殺しの芸術家、その最大な武器は“恐怖”

東京国際映画祭2004・日本映画・ある視点上映作品(上映題名『シンクロニシティ』)

2004年/日本/カラー/133分 配給:アップリンク

2006年07月28日よりDVDリリース 2006年1月28日、新春 Q-AXシネマ オープニングロードショー

公開初日 2006/01/28

配給会社名 0009

解説


ヴィジュアリスト手塚眞監督によるヴィジュアル・サイコ・スリラー

デビュー当時から、ホラー映画でのエンタテイメント性溢れる竹品作りで注目を集め、その後もPV、CM、イベントプロデュース、舞台演出、アニメ監督と、常に新たなメディアで才能を発揮してきたヴィジュアリス卜手塚眞。
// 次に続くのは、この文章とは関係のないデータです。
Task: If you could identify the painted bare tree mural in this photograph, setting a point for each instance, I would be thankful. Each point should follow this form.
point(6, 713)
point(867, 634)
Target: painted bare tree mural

その手塚眞監督が映画監督デビューから20余年を経て、その原点であるヴィジュアルを徹底的に追求し観客を恐がせるという手法により新たなエンタテイメント作品『ブラックキス』を作り上げました。
手塚監督がかつて書いた小説の主人公〈鷹山〉(特殊犯罪事件のプロファイリングの専門家)も本作で映像化されるなど、構想6年に及ぶ本作は、友情、恋愛、アクション、サスペンス、ホラーと様々なマテリアルで入念に練られたストーリーに仕上がりました。手塚眞監督のエンターテイメント集大成、新感覚サイコ・スリラー作品誕生です。

独自の映像美の中に仕掛けられた様々なトリック

舞台である新宿をアジアの魔都として描き出すために、ハイビジョンカメラで撮影を行い、ポストプロダクション時にはデジタル処理により今回の闇のコンセプトであるダークグリーンを強調し21世紀のフィルム・ノワールとしての表現を追及し独特の色合いとタッチを持つ映像美に仕上げました。また、ショッキングかつ斬新でスタイリュシュな映像の中に、ファッションモデル、ブードゥー教、反復して現れる数字、奇妙なぬいぐるみなど、さまざまな映画的キーワードをトリックとして仕掛け、この映画の要素の一つでもある“偶然”と“必然”の闇を飛び交うように登場させることで、観る者の緊張感をつのらせていきます。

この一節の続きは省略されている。